Сейчас Дзюба напоминал раззадоренного мальчишку, и снова зябкое, теплое, зыбкое колыхнулось, прохватило; Тарновский опустил взгляд.
– Приезжай, Саня, приезжай поскорее, – будто в эхо, глаза Дзюбы влажно блеснули, голос просел сиплостью, надеждой. – А то, ей-богу, хреново мне как-то. В последнее время особенно. Мысли разные одолевают, а сейчас, так и вообще, жутковато…
Он выдавливал слова, запинаясь, через силу, и вновь бросились-обозначились тени, складки, морщинки, мешочки. Впалость щек и стариковская (!) неуверенность. Господи, поскорей бы все это закончилось! Тарновский широко улыбнулся, как можно более уверенно рассмеялся.
– Что ж ты раскис так, Серега? Не ерунди, возьмись в руки! Враг будет разбит, мы еще нагнем корсиканское чудовище! И насчет траблов этих всех – ну, ты понимаешь, о чем я – не парься, разберусь я с канадцами твоими, вот увидишь! Объяснюсь, разведу, выведу тебя из-под удара. А через недельку сам заявлюсь, живо твою меланхолию растрясу.
Дзюба смущенно рассмеялся.
– Ну, ты со мной, как с маленьким, честное слово.
– Ладно, ладно, с большим, с маленьким – какая разница? – Тарновский уже изнывал от нетерпеливого бессилия. Да что, он – нянька ему, что ли! – Все! До скорого, дружище!
– Пока, Саня, – ответил Сергей, не сводя с него взгляда, – до скорого…
Изображение исчезло, убралось в пиксельно-цифровые недра; Тарновский закрыл глаза, сжал лицо ладонями. С полминуты сидел, не шевелясь, прислушиваясь к себе. Мысли мурмурировали рыбьей стаей, стремительно и хаотично меняя направление, сбиваясь в одно большое неупорядоченное множество; он чувствовал себя каплей, переполнившей чашу, костяшкой домино, задавшей отсчет какому-то процессу. Механизм запущен, вращаются шестерни, тянутся во все стороны приводные ремни, и лишь он один – чужой, ненужен и неприкаян, статист, на счет которого можно записать лишь тот самый, сомнительный клик мышью.
И, все же, что такого могли обнаружить в его цифрах канадцы? Что их зацепило?

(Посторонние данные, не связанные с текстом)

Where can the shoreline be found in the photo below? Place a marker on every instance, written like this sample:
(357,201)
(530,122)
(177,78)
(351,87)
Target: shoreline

Вернее – где он прокололся. Хотя, что значит – прокололся? – «имеющий глаза – да увидит». А, может, все-таки – ложная тревога? Может быть, все-таки – методика, софт? У него там есть парочка изящных решений, – ничего особенного, конечно, но а вдруг, почему бы и нет, – сарказм плеснул, едко, остро. Методика, софт – самому не смешно? Ради нескольких киберфинтифлюшек срываться с места, пересекать океан? Слежку устраивать? Смешно. Есть, конечно, остается маленькая надежда – ошиблись ребята, тупо, элементарно. Пали жертвой собственной наивности – сколько уже было таких, романтиков, честолюбцев, стяжателей, очарованных, кто – магией цифр, кто – перспективами славы и денег. В итоге всех как один сдавшихся, сдувшихся, слившихся. Потерявших интерес и сошедших с дистанции, – ну что ж, да, красиво, впечатляюще, но абсолютно абстрактно, оторвано от жизни, бесполезно. Бесперспективно, уж простите за откровенность, – почему сейчас должно быть иначе? Даже Дзюба, зрелый и опытный, так ничего и не понял, легенду про некую отвлеченную теорию, детскую мечту проглотил сразу и навсегда. И обрабатывал материал вслепую, по предложенным лекалам. И ни разу не усомнился и не задал ни одного неудобного вопроса. Да и вообще вопросов никаких не задавал, кроме самых естественных и безобидных.